Frank Lloyd Wright's (1867-1959) illustrious career began right in Oak Park, Illinois, in 1889, and for the next 20 years, Wright designed and built hundreds of homes and buildings in the Chicago area for a local architectural firm. There are several Wright buildings in Oak Park, including his own home and studio, which is located on Chicago Avenue.
Upon arriving at the Frank Lloyd Wright Home and Studio, you are greeted by several statues on the outside of the house and a beautiful garden in between the buildings. Tours of the home and studio are hourly, and you can get your tickets ($9 for adults) in the Gingko Bookstore, the souvenir shop. Photography isn't allowed in the studio and home, so you must check in all backpacks, cameras, and purses in the lockers located in the garden before going on tour.

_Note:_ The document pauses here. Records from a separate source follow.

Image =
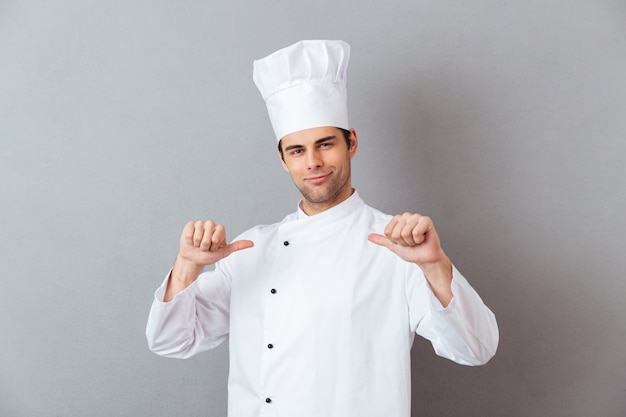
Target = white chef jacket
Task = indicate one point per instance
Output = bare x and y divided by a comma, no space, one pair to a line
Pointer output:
320,321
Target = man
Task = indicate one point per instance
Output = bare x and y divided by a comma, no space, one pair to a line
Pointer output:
320,309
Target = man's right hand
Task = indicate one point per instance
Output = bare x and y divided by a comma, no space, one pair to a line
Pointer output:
202,243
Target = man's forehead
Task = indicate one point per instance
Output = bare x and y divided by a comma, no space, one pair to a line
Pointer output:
307,136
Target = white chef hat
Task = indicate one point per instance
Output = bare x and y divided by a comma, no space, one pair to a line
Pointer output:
304,85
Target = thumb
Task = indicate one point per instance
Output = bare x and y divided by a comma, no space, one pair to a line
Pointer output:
380,240
238,245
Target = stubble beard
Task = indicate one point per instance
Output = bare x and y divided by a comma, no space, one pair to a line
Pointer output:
318,195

After waiting about 20 minutes for the next tour to begin, we were greeted by our guide, Ted Smith, a retired Oak Park history teacher. You can tell that Ted loves his job as a volunteer for the Frank Lloyd Wright Foundation by his enthusiasm while showing us around the Wright complex and regaling us with stories and trivia questions about Wright's life and career.
Frank Lloyd Wright began his architectural career in Oak Park in 1889. He was a newlywed and built his home as a small cottage which went through numerous remodels and reconstructions in the next 20 years. Wright hated the ornate trimmings and stiffness of Victorian architecture and wanted to design homes and furniture that was nice to look at, but functional. Wright experimented with several styles and shapes in his home, which was expanded to house Wright, his wife, and six children.

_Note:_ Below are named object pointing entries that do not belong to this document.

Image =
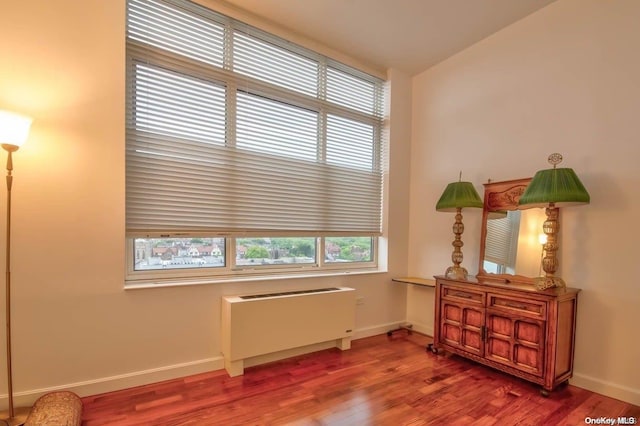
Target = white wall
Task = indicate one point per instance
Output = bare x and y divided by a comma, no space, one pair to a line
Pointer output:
74,326
564,79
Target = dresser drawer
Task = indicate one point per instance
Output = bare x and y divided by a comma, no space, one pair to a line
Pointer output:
528,307
462,294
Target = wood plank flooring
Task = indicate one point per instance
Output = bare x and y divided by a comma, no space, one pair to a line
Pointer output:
379,381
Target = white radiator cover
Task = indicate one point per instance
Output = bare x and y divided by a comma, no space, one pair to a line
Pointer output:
277,322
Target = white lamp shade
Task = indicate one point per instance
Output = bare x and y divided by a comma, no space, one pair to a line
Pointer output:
14,128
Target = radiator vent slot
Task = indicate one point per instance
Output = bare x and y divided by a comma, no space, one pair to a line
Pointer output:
288,293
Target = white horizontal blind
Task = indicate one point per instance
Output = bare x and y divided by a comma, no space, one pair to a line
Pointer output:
231,130
501,242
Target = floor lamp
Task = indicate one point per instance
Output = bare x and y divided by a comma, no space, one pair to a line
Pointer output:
14,130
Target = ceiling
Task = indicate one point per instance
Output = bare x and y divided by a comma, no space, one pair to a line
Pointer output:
409,35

I found that many of the rooms give an optical illusion when you step in. The barrel-shaped children's room is long and narrow, but it is bigger than you think when you step inside. Wright designed his showroom for clients in an octagonal shape with many windows to give the room a lot of light for showing clients his architectural plans.

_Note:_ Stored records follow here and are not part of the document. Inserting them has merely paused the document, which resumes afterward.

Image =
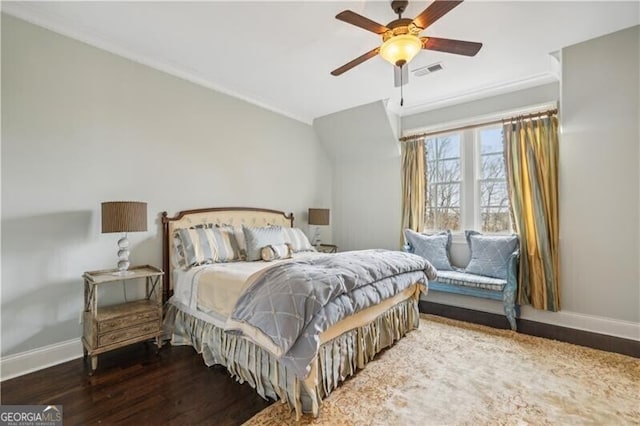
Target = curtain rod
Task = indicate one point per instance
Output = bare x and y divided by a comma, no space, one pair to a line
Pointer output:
486,123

Scandal drove Frank Lloyd Wright from Oak Park in 1909 when he had an affair with a friend's wife. He fled to Europe for a while, but returned to Oak Park a couple of years later. Some people never got Wright's architectural style, but critics and fellow architects loved it and emulated it in their work.
The Frank Lloyd Wright Home and Studio is open from 11am to 3pm daily and only guided tours are available and leave on an hourly basis. Tours last about 45 minutes and are well worth your time.